Timmy: Playing all over the world, what are the major differences you have experienced between countries with regards to Djing and are there similar approaches that seem to carry over?

Bicep: There are absolutely massive differences all over Europe never mind the world. One thing we noticed which we touched on earlier is that the clubs that tend to be the most successful or longest running have a core group of residents who essentially control the vibe and ethos of the club. When we walk into a club no matter where it is, if the resident is in full control of the audience that gives us a platform to work off, essentially it’s also our crowd to lose. I remember walking into the Smart Bar in Chicago and seeing the Black Madonna at 12 smashing out the disco and techno mixed up, Chicago style at about 130 bpm and just looking at Matt saying “this is gonna be good”… which it was.

Timmy Stewart: Changing faces in the regular crowd as people’s lifestyles change and they go out less. How do you maintain a regular following, is it actually out of the DJs hands at times?

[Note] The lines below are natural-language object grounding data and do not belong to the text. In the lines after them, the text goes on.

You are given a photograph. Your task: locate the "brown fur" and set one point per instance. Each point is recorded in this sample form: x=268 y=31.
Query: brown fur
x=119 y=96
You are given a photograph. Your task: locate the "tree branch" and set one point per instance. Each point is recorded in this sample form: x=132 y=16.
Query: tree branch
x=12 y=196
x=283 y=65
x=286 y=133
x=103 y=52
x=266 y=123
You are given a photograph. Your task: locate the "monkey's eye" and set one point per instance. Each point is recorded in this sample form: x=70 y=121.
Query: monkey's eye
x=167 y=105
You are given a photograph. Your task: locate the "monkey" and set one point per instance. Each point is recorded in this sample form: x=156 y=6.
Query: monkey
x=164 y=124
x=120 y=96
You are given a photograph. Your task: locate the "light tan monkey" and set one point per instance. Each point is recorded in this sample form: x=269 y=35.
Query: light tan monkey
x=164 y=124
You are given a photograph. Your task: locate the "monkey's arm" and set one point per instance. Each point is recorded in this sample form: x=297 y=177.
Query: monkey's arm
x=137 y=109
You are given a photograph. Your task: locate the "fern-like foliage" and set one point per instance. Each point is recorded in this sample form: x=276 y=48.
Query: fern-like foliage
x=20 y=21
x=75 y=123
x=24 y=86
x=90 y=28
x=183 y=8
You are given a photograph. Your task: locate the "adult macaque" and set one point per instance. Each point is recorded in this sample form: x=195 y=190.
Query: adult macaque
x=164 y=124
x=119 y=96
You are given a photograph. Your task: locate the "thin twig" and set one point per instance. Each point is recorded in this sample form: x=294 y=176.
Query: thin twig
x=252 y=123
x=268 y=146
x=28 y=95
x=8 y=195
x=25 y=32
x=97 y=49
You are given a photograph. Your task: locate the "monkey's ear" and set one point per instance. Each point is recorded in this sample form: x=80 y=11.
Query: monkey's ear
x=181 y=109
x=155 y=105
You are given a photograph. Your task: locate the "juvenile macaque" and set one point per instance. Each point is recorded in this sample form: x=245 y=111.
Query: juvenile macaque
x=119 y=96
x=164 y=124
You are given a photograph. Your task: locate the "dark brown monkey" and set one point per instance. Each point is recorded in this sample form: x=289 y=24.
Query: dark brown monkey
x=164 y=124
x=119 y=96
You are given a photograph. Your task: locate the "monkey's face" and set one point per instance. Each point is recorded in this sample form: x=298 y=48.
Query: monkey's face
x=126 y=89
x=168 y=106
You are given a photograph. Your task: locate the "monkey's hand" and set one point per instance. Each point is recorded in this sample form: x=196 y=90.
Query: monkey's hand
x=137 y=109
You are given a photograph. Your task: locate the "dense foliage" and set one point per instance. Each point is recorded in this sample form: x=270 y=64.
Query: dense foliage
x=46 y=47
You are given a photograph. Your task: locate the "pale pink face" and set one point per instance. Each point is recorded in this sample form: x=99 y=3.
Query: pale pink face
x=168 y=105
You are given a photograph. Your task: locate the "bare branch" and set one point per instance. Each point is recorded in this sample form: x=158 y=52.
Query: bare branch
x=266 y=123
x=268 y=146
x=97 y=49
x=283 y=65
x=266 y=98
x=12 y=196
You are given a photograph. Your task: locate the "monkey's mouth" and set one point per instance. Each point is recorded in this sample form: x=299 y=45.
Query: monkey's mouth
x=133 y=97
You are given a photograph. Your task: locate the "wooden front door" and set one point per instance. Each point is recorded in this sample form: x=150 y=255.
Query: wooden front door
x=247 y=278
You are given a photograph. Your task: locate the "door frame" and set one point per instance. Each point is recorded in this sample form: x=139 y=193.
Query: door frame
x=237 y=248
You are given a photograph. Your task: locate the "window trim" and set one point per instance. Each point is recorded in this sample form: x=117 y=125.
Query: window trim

Harri: I have absolutely no idea how we have managed to sustain our night; Dom and myself are always seeking out new tunes every week so that helps keep things fresh for us and the crowd. We have wide and varied tastes and that means the nights move around styles that compliment each other and it means if we have a guest on we will play a warm up suited to that particular guest, so that they will have somewhere to go with their own sets.

bicep new


What is your stance on guest etiquette? Do you feel a guest should always close a night or is it ok to invite someone to play the middle set and leave a resident to close proceedings?

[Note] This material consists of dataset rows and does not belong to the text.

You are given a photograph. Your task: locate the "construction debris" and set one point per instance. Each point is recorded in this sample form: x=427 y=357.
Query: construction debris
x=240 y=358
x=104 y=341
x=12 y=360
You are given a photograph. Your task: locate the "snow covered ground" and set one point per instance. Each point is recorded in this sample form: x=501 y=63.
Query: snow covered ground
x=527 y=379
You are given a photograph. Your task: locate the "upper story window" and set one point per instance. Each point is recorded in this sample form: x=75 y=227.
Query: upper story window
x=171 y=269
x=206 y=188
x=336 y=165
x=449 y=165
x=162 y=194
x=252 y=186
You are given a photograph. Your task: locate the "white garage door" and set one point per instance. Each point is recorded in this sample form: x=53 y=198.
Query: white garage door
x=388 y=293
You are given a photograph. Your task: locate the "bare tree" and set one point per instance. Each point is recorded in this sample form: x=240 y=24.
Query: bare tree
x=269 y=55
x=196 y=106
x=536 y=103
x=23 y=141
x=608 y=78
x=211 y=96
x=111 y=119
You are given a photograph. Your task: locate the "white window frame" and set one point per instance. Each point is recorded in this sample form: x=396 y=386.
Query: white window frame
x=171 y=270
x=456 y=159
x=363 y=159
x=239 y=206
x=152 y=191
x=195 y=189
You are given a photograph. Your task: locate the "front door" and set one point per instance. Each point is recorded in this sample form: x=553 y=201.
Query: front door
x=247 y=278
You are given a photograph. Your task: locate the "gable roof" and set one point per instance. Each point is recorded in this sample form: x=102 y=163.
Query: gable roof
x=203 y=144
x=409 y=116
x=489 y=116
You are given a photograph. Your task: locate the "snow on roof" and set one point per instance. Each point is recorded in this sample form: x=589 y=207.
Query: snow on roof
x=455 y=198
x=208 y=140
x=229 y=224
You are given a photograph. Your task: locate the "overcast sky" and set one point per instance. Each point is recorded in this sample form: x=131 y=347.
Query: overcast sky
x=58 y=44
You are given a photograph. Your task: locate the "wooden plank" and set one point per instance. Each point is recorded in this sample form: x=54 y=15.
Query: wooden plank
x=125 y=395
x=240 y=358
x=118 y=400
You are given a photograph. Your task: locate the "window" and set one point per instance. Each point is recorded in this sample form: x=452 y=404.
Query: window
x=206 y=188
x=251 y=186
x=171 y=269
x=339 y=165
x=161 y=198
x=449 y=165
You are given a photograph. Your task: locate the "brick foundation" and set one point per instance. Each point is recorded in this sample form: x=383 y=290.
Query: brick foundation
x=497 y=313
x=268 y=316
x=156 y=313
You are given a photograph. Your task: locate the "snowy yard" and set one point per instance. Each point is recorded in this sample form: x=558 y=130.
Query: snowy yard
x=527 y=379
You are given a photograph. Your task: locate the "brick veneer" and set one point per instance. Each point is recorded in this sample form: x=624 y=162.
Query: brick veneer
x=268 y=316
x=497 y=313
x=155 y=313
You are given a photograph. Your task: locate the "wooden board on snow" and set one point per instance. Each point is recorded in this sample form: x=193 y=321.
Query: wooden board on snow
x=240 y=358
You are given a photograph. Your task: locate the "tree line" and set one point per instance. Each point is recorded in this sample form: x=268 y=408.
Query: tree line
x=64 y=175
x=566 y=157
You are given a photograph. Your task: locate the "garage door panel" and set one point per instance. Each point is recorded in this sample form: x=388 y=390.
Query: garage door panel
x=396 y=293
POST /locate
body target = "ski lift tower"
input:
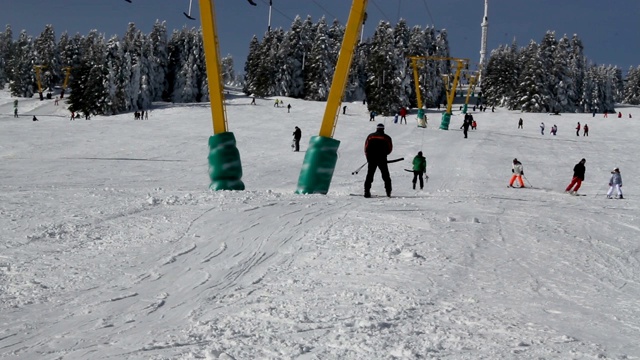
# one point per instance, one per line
(483, 44)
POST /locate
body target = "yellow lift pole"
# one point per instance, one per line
(322, 155)
(225, 167)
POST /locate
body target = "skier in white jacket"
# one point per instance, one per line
(615, 182)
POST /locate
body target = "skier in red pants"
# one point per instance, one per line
(578, 178)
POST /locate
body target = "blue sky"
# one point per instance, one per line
(610, 32)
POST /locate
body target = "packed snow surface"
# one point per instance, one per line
(112, 246)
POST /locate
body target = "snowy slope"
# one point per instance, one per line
(113, 248)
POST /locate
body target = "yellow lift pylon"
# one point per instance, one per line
(450, 85)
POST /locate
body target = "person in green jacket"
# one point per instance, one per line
(419, 168)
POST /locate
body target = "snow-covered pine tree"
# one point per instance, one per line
(319, 67)
(632, 87)
(46, 55)
(382, 85)
(6, 54)
(404, 71)
(532, 80)
(20, 67)
(251, 66)
(159, 61)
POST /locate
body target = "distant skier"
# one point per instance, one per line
(419, 169)
(578, 178)
(297, 135)
(376, 148)
(615, 182)
(403, 115)
(518, 172)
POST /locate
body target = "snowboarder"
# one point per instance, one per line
(297, 135)
(419, 169)
(376, 148)
(615, 182)
(465, 125)
(403, 115)
(578, 178)
(518, 172)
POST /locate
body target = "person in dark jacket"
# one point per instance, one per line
(376, 148)
(297, 135)
(419, 168)
(578, 178)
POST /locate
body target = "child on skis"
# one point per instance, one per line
(518, 171)
(419, 168)
(615, 182)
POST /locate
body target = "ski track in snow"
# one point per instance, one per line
(123, 267)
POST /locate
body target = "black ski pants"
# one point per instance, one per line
(374, 164)
(418, 175)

Bicep: The flow should generally go with were the guests own strengths are. If they work best at a slower tempo then have them on early, we have no qualms asking a big guest to come on at 11, we did that with Metro Area who played at our Oval Space show last year and it worked absolutely perfectly. Similarly if the residents think they can close the room better than the guest style wise, then they do need to stand up.

Harri: For us it differs depending on what type of music the guest plays, some guests we book, perhaps their music might not be suitable to close the night but generally we do let the guest finish.

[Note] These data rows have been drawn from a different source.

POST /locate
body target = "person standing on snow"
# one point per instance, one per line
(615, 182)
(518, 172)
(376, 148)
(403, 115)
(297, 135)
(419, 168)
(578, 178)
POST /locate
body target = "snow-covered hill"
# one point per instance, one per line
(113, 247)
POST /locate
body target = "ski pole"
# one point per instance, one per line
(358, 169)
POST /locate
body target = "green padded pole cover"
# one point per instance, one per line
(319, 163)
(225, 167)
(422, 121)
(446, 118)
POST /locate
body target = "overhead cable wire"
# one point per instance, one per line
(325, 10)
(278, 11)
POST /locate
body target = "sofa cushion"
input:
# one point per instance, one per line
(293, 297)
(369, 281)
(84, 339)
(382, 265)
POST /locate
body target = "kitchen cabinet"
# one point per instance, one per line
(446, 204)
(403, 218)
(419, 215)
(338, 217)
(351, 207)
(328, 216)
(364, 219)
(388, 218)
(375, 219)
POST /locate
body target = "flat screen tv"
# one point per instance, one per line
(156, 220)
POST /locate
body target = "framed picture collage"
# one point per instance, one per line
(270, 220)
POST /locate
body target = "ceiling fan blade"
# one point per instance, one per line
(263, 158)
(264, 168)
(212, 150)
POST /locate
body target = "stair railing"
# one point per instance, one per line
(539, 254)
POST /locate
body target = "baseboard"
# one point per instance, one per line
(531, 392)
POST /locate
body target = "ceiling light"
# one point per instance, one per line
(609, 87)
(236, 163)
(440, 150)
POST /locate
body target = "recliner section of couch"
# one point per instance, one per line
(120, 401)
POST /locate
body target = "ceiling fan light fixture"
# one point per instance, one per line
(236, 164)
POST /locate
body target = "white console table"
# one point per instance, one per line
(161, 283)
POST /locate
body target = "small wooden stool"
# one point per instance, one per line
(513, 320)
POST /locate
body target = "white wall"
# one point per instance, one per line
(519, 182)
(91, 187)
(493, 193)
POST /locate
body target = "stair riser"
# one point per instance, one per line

Timmy:What are the longest sets you have played and any good tips for toilet breaks?

Bicep: Luckily as there are two, toilet breaks aren’t too much of an issue. I think the longest we have played was round the 9hr mark in Croatia a few years back, but we have played quite a few 5-8 hour sets.

Harri: Due to licensing restrictions, we are only open from 11 till 3 or 4 and occasionally 5am. I’ve done the whole night quite a few times on my own and it’s always handy to have an empty pint glass or two in the booth ;-).



Please tell us one of the the best things to happen in the booth over the years?

Harri: One of the best was doing the whole night with my boy Jasper, just after he turned eighteen.

Bicep: Too many moments, generally any time when everyone in sight has no top on is the mark of a good one.

Timmy: Alongside that one of the worst things to happen in the booth over the years?

Bicep: Any time someone continually asks/hassles you to play a really shit song, fortunately that doesn’t seem to happen as much anymore. Or when you’ve had a camera light shinning in your face for 10 minutes or more haha.

Harri: Usual…. fire alarm going off just as the night is really peaking and several other unprintable stories.



Finally, the funniest thing to happen in the booth over the years?

Harri: There is never a dull moment with Domenic and myself, we always have a right good laugh. The tale of a well-known DJ who shall remain nameless, regularly crossfading to silence, before crashing out on the booth floor is a personal contender.

Bicep: A couple sickout from memory but I’m not so sure we can repeat them. One thing that happened recently was a guy brought a 2KG bag of protein for us to sign in Hamburg, you gotta applaud that effort.

Many thanks for giving us your time and wisdom lads, our quest goes on.